It's finally primary season and what an odd landscape we are seeing as it begins. On one side we have a classic free for all with lots of Republican hats bobbing in the ring. On the other we have one Democrat surrounded by the eerie silence of solitude of no one willing to challenge her. And we have a press seemingly far more intent on figuring out who can buy this election with the biggest television advertising purse. It seems that the quest of the American People to find and elect the person best suited to lead the United States through the next stage of very difficult foreign and domestic challenges has been put into a shoebox in the back of a dusty closet.
It really bothers me that in an age where social media virally explodes information and issues that when election time rolls around all you can find about it are noisy made up story line caricature memes and waves of snarky commentary that serve mostly to obfuscate the money behind who's trying to buy control of the country. People complain about 1 percent but turn a blind eye to challenging the circus of it. When's the last time you asked "What's behind the curtain?" When did we become unable to ask tough questions? That's kind of the job of an informed electorate at least the way I learned civics.

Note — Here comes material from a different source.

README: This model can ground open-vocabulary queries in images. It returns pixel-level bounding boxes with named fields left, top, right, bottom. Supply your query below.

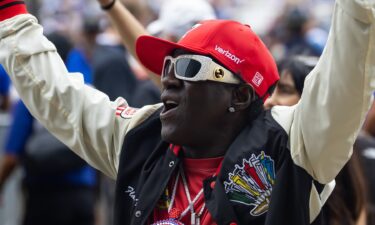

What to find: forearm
left=291, top=0, right=375, bottom=183
left=98, top=0, right=161, bottom=87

I mean what the heck is up with the Democratic Party fielding one candidate backed by a silent army. Since when was the boisterous variety of opinion that was the hallmark of the Democrats since John Kennedy been officially replaced by an imperial model that looks more like Putin and his Politburo in drag? When you ask the common sense questions, it does not make sense for an instant that Hillary Clinton is the only Democrat qualified to run for the presidency. It does not make sense that there aren't members of her party, even now brooding, who ponder with some resentment that she's locked up all the available campaign cash in an all or nothing bet that could fail before November 2016 arrives. True enough that Hillary Clinton is brilliant; but, is she any more brilliant than any other experienced members of her party? And she can be kind of controversial, her detractors would say caustic, which does matter to Americans; we pick who to vote for because we like them. What's to say that a Republican with decent experience who isn't as "caustic" could very well evaporate her eight-year master plan in the making?
It seems a huge risk for the Democrats given that the Republicans gained control of Congress in the mid-term election because of a grassroots wave rebelling against big iron politics. I've seen nothing that says that national sentiment will disappear in the next eighteen months. If anything, it's increasing. Does concentrating the entire wealth of one party riding on a single financial iceberg make strategic sense? Where are those other Democrats that will weed out and hedge the party's bets? Would one not think there should be at least one Democrat alternative to the Clinton machine for say every 2 or 3 Republicans in the numerous field even now sorting out their platform?
The Republicans are presently many and their message is muddled but that's as it should be at this stage in the primary cycle. Strategically, this strikes me as a potentially powerful artifact that the GOP really is working a bigger grassroots tent going into 2016. Such a gaggle of opinions eventually coming together means many feet marching to the polls in cadence next year. They'll have a platform touching a broader cross section of the American people than the monotheistic views of a single message controlling candidate who was never challenged and tested by a healthy competitive primary process. Now there's a chess game investigative reporters should be looking into even from their "cubicle news" ant farms.
Americans have seen the cost of the polarity of the past eight years. We know the price the country has paid for political rigidity. We know both sides have been equally guilty. That's not new news to anybody. The national interest for 2016 is about hiring the side least likely to continue the malaise. The Republicans figured this out in 2012 and executed successfully on it in 2014. The Democrats need to figure this out before it's too late for 2016.